Aim: Implementation of KNN using sklearn

Program:


import numpy as np
import matplotlib.pyplot as plt
import pandas as pd

# URL for Iris dataset
url = "https://archive.ics.uci.edu/ml/machine-learning-databases/iris/iris.data"

# Assign column names to the dataset
names = ['sepal-length', 'sepal-width', 'petal-length', 'petal-width', 'Class']

# Read in the dataset
df = pd.read_csv(url, names=names)
df

# Preprocessing of Dataset
X = df.iloc[:, :-1].values
y = df.iloc[:, 4].values

from sklearn.model_selection import train_test_split
X_train, X_test, y_train, y_test = train_test_split(X, y, test_size=0.20)

# Feature Scaling
from sklearn.preprocessing import StandardScaler
scaler = StandardScaler()
scaler.fit(X_train)

X_train = scaler.transform(X_train)
X_test = scaler.transform(X_test)

# Make Your Prediction
from sklearn.neighbors import KNeighborsClassifier
classifier = KNeighborsClassifier(n_neighbors=5)
classifier.fit(X_train, y_train)
y_pred = classifier.predict(X_test)

# Evaluating Your Algorithm
from sklearn.metrics import classification_report, confusion_matrix
print(confusion_matrix(y_test, y_pred))
print(classification_report(y_test, y_pred))

Output:

[[10 0 0]
[ 0 8 0]
[ 0 0 12]]
precision recall f1-score support

Setosa 1.00 1.00 1.00 10
Versicolor 1.00 1.00 1.00 8
Virginica 1.00 1.00 1.00 12

accuracy 1.00 30
macro avg 1.00 1.00 1.00 30
weighted avg 1.00 1.00 1.00 30

Sample Viva Questions:

1.Define KNN

K-Nearest Neighbors is one of the most basic yet essential classification algorithms in Machine Learning. It belongs to the supervised learning domain and finds intense application in pattern recognition, data mining and intrusion detection. It is widely disposable in real-life scenarios since it is non-parametric, meaning,

2.Why is KNN a non-parametric Algorithm?

The term “non-parametric” refers to not making any assumptions on the underlying data distribution. These methods do not have any fixed numbers of parameters in the model. Similarly, in KNN, the model parameters grow with the training data by considering each training case as a parameter of the model. So, KNN is a non-parametric algorithm.

3.What is “K” in the KNN Algorithm?

K represents the number of nearest neighbours you want to select to predict the class of a given item, which is coming as an unseen dataset for the model.

4.Why is the odd value of “K” preferred over even values in the KNN Algorithm?

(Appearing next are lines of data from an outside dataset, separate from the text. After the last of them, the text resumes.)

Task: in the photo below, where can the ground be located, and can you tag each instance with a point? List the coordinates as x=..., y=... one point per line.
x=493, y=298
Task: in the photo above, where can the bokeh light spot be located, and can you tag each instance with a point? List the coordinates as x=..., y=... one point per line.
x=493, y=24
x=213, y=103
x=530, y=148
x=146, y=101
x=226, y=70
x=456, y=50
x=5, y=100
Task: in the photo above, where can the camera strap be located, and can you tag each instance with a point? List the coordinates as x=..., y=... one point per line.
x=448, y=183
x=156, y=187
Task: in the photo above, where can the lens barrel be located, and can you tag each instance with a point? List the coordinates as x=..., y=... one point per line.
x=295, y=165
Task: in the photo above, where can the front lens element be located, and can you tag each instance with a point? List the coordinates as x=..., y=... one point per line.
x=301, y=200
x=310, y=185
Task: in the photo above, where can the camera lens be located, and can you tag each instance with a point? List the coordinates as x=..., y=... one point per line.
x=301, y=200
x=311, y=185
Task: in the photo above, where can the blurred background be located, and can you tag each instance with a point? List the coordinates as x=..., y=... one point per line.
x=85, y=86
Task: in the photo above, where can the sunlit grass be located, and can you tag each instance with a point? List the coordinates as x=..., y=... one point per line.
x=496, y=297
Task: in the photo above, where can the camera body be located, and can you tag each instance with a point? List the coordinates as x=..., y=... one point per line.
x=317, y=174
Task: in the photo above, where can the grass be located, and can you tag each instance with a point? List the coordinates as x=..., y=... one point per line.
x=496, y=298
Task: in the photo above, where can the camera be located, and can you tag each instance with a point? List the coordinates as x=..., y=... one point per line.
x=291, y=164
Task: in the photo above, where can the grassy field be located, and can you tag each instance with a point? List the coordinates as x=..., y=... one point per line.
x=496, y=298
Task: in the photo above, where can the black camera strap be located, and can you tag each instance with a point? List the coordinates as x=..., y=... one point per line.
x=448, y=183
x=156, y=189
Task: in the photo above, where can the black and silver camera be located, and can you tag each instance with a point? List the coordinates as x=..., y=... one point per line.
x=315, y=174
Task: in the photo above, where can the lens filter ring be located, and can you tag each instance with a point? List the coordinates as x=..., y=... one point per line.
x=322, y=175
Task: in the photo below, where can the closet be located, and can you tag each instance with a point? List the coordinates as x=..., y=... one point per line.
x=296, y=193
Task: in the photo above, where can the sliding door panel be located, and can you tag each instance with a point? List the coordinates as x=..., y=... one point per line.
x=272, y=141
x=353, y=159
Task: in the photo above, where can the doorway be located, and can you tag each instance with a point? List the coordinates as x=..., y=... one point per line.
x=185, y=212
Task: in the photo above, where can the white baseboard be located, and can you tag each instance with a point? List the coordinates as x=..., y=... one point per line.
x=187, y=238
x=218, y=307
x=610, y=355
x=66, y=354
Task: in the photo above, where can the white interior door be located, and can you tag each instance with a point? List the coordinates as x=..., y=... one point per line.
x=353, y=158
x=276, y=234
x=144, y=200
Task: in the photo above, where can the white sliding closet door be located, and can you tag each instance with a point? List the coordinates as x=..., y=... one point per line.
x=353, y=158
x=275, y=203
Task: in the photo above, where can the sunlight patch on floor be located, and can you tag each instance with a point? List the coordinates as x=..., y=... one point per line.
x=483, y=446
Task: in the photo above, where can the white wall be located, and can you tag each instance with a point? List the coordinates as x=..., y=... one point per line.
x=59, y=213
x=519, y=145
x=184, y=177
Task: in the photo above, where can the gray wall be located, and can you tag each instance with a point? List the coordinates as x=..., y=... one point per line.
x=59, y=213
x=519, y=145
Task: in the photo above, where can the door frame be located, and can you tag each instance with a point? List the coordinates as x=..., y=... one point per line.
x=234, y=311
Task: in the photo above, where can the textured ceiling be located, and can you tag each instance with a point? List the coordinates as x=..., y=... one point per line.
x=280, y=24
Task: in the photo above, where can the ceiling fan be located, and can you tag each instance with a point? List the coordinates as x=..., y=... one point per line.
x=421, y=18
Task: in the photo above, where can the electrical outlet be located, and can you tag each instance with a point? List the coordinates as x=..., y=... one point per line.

The odd value of K should be preferred over even values in order to ensure that there are no ties in the voting. If the square root of a number of data points is even, then add or subtract 1 to it to make it odd.

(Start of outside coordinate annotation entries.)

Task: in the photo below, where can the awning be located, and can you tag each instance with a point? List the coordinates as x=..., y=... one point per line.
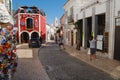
x=5, y=17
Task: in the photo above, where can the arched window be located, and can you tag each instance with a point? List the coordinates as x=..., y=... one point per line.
x=29, y=23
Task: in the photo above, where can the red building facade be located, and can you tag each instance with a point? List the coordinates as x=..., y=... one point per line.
x=30, y=22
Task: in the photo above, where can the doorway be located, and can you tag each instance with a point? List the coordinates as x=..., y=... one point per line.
x=24, y=37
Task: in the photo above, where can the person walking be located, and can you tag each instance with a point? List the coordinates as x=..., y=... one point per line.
x=60, y=42
x=92, y=42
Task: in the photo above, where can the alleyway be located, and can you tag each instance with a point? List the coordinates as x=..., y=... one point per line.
x=61, y=66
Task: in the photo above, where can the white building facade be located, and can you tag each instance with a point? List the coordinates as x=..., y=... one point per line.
x=97, y=18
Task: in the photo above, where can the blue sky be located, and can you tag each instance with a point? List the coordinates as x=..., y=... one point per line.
x=52, y=8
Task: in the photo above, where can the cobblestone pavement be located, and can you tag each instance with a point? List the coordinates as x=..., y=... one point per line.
x=30, y=68
x=61, y=66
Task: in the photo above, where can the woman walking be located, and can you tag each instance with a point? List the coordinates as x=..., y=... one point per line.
x=92, y=48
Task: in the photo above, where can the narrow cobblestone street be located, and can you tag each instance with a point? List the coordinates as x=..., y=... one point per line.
x=61, y=66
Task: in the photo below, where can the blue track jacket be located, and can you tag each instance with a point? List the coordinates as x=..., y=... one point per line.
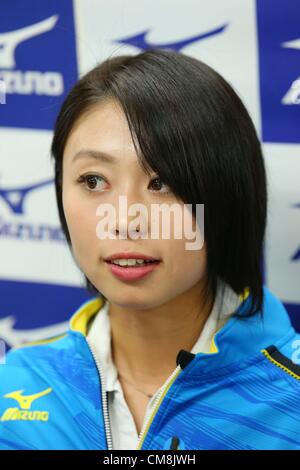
x=243, y=394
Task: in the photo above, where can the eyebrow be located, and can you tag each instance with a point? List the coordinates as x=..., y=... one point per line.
x=96, y=154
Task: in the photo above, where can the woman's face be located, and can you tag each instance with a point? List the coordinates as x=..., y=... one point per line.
x=104, y=129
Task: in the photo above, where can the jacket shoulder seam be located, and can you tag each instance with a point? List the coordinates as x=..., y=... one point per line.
x=282, y=361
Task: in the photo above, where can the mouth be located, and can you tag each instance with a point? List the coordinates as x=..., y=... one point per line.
x=137, y=265
x=130, y=272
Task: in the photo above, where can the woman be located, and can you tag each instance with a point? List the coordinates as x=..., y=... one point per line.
x=179, y=348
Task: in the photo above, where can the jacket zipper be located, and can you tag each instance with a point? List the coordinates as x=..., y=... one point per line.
x=157, y=403
x=104, y=397
x=148, y=420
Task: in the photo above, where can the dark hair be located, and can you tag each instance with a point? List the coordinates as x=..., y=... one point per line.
x=190, y=126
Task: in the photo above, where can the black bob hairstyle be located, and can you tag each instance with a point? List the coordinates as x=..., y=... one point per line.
x=188, y=125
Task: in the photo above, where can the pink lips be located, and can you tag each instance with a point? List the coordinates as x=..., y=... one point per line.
x=131, y=273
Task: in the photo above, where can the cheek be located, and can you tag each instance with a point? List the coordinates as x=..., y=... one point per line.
x=81, y=221
x=187, y=267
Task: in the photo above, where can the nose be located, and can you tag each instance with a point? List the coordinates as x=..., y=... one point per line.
x=132, y=217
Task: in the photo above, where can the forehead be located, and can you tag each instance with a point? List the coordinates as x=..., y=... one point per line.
x=102, y=128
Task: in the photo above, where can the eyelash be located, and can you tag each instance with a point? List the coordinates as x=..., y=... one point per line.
x=83, y=180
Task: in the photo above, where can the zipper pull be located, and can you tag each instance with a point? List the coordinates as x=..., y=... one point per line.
x=184, y=358
x=174, y=443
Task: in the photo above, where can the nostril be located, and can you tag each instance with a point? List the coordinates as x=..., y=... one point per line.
x=174, y=443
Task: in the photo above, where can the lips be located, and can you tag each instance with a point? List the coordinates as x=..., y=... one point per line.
x=130, y=255
x=131, y=273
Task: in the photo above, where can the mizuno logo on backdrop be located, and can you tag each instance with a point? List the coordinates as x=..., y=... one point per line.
x=140, y=41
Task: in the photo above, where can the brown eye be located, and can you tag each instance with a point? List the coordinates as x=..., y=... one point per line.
x=91, y=181
x=157, y=184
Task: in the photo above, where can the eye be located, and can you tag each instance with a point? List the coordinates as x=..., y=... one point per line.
x=157, y=183
x=90, y=181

5. Why is it recommended not to use the KNN Algorithm for large datasets? The Problem in processing the data:

KNN works well with smaller datasets because it is a lazy learner. It needs to store all the data and then make a decision only at run time. It includes the computation of distances for a given point with all other points. So if the dataset is large, there will be a lot of processing which may adversely impact the performance of the algorithm.

Sensitive to noise:

Another thing in the context of large datasets is that there is more likely a chance of noise in the dataset which adversely affects the performance of the KNN algorithm since the KNN algorithm is sensitive to the noise present in the dataset.